Algorithms for Simultaneous Low-Pass Filtering and Total Variation Denoising of Neuroimaging Data

Monday, June 17, 2013: 1:30 PM  - 3:30 PM 

Poster Number:


On Display:

Monday, June 17 & Tuesday, June 18 


Ivan Selesnick1, Harry Graber2, Douglas Pfeil2, Randall Barbour2


1Polytechnic Institute of New York University, Brooklyn, NY, 2SUNY Downstate Medical Center, Brooklyn, NY

First Author:

Ivan Selesnick   -  Contact Me
Polytechnic Institute of New York University
Brooklyn, NY



Linear time-invariant (LTI) filters, most suitable when the signal of interest is (approximately) restricted to a known frequency band, are widely used in science, engineering, and general time series analysis [3]. At the same time, the effectiveness of an alternate approach to signal filtering, most suitable when the signal of interest either is itself sparse or admits a sparse representation, has been increasingly recognized [2]. However, signals that arise in functional neuroimaging applications often are more complex: neither isolated to a specific frequency band nor admitting a sparse representation. The problem addressed here is filtering the latter type of signal, where neither denoising approach is appropriate by itself. The utility of two computationally efficient algorithms will be demonstrated.
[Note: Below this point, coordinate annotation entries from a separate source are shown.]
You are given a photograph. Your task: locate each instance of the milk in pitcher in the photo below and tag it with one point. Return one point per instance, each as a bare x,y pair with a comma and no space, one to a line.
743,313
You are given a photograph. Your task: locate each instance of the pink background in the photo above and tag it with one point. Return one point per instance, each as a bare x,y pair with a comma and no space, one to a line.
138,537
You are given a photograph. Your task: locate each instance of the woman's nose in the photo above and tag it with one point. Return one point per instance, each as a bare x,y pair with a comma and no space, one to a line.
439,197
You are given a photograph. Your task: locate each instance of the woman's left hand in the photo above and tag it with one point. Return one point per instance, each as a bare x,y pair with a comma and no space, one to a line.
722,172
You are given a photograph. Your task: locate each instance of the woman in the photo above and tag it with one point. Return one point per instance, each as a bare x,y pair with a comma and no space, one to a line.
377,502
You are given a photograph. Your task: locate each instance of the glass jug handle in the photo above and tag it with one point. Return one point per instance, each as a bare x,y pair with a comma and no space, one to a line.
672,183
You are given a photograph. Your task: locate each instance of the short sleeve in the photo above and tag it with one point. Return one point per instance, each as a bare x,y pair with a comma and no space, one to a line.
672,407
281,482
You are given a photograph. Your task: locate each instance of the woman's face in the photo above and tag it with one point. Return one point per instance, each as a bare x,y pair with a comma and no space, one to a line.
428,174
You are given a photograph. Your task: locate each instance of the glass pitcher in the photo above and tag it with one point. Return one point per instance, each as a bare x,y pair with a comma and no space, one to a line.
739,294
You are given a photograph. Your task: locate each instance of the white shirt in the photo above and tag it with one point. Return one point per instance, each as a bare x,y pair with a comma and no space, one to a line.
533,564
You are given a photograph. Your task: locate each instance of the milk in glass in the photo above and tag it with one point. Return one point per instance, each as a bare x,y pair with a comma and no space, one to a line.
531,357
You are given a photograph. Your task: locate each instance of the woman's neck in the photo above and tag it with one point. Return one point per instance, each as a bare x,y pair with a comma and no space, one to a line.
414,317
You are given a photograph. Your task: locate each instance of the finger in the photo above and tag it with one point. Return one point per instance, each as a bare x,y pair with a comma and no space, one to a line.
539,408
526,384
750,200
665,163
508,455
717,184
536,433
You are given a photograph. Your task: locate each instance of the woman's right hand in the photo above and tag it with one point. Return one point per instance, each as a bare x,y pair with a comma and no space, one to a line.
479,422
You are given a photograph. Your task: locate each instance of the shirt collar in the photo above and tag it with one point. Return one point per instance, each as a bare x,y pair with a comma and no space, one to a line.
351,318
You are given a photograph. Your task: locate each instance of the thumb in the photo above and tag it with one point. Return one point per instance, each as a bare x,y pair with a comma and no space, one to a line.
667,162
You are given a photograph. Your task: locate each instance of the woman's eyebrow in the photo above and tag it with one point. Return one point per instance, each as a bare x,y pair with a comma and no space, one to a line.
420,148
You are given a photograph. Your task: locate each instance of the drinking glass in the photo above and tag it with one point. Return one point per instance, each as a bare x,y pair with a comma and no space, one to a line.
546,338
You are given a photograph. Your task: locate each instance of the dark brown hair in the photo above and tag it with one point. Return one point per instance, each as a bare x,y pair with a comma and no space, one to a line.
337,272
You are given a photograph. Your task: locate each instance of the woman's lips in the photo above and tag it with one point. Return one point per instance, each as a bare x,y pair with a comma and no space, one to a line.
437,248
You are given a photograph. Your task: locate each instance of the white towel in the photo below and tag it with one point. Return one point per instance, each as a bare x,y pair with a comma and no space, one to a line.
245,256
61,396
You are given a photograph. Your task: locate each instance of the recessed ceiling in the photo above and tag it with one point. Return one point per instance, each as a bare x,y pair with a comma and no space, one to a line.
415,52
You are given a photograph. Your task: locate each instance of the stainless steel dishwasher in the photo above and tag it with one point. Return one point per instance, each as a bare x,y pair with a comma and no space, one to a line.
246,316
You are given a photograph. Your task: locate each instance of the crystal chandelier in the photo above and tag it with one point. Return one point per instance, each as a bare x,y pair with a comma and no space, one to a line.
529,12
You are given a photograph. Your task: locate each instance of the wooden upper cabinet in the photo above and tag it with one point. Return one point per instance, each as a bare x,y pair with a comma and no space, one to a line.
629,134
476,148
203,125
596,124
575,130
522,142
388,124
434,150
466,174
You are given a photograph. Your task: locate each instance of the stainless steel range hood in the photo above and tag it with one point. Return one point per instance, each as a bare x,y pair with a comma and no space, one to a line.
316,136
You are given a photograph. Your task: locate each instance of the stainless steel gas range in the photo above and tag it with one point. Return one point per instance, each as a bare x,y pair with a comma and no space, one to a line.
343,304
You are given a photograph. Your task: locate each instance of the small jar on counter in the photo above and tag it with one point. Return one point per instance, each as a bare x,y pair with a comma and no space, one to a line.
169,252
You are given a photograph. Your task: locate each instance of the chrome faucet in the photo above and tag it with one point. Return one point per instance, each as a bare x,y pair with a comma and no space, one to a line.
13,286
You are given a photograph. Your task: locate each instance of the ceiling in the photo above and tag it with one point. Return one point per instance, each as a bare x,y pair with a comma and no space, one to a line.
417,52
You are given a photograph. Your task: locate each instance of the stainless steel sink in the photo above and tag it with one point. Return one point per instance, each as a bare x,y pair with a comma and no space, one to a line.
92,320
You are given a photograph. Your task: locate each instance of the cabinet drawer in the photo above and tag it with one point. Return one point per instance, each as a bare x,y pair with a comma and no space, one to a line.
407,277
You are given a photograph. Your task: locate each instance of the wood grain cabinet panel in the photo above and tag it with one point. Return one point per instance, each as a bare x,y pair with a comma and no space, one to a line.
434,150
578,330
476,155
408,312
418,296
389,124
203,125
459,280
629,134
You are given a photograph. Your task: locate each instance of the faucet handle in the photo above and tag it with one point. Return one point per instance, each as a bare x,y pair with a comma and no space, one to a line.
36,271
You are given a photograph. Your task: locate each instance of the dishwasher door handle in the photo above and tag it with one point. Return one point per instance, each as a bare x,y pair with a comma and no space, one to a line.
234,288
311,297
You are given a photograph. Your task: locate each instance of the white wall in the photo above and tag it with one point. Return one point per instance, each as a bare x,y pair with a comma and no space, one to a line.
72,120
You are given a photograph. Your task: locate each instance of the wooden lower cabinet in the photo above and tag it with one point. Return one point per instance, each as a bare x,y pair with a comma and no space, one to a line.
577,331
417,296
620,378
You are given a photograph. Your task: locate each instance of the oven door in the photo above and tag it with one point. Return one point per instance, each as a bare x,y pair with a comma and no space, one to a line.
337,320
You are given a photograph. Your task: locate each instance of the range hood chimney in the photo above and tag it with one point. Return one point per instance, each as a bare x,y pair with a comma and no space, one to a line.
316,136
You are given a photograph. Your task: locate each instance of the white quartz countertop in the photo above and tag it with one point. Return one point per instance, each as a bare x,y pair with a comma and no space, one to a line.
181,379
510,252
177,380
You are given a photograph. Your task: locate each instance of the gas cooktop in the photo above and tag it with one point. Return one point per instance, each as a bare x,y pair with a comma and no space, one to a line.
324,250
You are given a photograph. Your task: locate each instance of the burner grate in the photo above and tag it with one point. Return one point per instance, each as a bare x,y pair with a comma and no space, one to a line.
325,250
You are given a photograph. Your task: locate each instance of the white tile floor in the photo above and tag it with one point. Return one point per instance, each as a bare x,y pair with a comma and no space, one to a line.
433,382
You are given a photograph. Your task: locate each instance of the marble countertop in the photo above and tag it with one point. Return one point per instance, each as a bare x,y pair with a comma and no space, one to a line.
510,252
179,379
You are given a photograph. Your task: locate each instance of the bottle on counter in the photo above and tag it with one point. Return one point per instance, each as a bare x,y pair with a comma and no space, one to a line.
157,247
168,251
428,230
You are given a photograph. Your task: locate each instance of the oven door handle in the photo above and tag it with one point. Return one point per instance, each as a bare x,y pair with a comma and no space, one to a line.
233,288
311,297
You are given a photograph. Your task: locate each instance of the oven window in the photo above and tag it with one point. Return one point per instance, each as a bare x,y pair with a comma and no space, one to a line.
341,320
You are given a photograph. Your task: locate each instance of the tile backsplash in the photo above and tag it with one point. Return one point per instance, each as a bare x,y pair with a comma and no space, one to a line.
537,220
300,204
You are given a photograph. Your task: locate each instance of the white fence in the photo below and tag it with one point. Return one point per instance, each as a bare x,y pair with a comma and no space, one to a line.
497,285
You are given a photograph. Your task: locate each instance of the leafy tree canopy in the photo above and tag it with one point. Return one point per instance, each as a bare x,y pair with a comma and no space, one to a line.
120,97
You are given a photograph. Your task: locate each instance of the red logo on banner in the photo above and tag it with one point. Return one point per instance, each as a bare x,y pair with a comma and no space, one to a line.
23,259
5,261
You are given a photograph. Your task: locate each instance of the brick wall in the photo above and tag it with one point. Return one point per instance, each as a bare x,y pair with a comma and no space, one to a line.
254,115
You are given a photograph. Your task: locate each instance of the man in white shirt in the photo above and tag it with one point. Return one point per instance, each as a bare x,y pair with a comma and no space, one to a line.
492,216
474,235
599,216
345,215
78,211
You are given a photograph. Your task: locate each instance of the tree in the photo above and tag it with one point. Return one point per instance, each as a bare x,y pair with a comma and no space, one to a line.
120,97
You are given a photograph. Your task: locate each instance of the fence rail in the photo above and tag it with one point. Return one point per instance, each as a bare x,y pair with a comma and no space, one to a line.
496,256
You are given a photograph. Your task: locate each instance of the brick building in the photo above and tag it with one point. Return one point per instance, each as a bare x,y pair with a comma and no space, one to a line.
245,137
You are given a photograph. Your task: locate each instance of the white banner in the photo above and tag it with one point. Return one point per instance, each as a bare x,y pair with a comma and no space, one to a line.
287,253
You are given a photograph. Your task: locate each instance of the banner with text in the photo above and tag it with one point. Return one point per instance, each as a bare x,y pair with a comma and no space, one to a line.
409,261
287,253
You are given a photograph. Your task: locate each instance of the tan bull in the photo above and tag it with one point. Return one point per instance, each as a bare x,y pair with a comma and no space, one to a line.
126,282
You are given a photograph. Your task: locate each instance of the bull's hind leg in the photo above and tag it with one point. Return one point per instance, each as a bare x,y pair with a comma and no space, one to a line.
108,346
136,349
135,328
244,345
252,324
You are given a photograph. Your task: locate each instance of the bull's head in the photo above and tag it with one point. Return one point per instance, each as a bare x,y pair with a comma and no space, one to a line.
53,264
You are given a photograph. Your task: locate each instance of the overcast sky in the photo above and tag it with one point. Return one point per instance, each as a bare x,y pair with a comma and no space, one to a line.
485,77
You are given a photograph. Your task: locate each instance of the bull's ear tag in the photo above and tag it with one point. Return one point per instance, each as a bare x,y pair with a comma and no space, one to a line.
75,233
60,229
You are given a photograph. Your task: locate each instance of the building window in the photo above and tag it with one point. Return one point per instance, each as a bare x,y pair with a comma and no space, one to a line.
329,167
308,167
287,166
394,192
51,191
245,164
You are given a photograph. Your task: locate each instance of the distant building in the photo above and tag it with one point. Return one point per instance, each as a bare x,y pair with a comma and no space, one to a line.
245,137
The mathematical model adopted for the noisy data (y) is that the underlying signal comprises a low-frequency component (f) and a sparse-derivative component (x): y = f + x + w, where w is stationary Gaussian noise. We have formulated an optimization approach, involving the minimization of a non-differentiable, strictly convex cost function, that enables simultaneous use of low-pass filtering and sparsity-based denoising to estimate f and x. The specific optimization problem is a total variation regularized inverse problem. As is standard, the cost function consists of data-fidelity and penalty terms. However, in contrast to standard formulations, the data-fidelity term measures the energy of the output of a high-pass filter H that is complementary to a low-pass filter L, where L is selected to match the f component. The penalty term is the total variation of x, defined as the L1 norm of the derivative of x. Two algorithms have been derived, based on majorization-minimization (MM) in one case and on the alternating direction method of multipliers (ADMM) in the other.


For an initial demonstration of the performance of the MM algorithm, we worked with the synthetic time series shown in Fig. 1, which consists of a low-frequency sinusoid (f), two additive step discontinuities (x), and additive white Gaussian noise (w) [4]. The solution (convergence after 30 iterations, in ~0.1 s) successfully resolves f and x, preserves the discontinuities in x without introducing Gibbs-like phenomena, and smoothes the data substantially. Data for demonstrating the performance of the ADMM algorithm was obtained from a functional near infrared spectroscopy (fNIRS) time series measurement on a dynamic tissue-simulating phantom [1], as its NIR absorption was varied in a manner that mimics the hemodynamic response of a human brain to intermittently delivered stimuli. Thus we closely approximated human-subject fNIRS measurement conditions, while preserving the ability to assess the accuracy of the computed solution. In Fig. 2 it is seen that the separation of the f and x components (convergence after 50 iterations, in 0.14 s) is nearly as good as that seen in the synthetic-data case, and that the shapes of the hemodynamic pulses are well preserved. Conventional band-pass filtering has edge-spreading and plateau-rounding effects, and it obscures the amplitude of the hemodynamic pulses relative to the baseline.
Supporting Image: OHBMfig1.png
Supporting Image: OHBMfig2.png


Neuroimaging modalities (fNIRS and others) are prone to producing data that are well described by the noisy-data model considered here. Our novel algorithms are designed for data of this type. If comparable performance is consistently obtained, possible methodological consequences include: the ability to consider inter-epoch variability in hemodynamic responses could be enhanced, as it would be less necessary to average multiple responses to achieve high SNR; alternatively, less measurement time may be required for accurate determination of the average response.

Modeling and Analysis Methods:

Motion Correction and Preprocessing


1. Barbour, R.L., 'A programmable laboratory testbed in support of evaluation of functional brain activation and connectivity', IEEE Trans. Neural Systems and Rehabilitation Eng., vol. 20, no. 2, pp. 170-183.

2. Elad, M. (2010), Sparse and Redundant Representations: From Theory to Applications in Signal and Image Processing (Springer).

3. Parks, T.W. (1987), Digital Filter Design (John Wiley and Sons).

4. Selesnick, I.W. (2012), 'Polynomial smoothing of time series with additive step discontinuities', IEEE Trans. Signal Process., vol. 60, no. 12, pp. 6305-6318.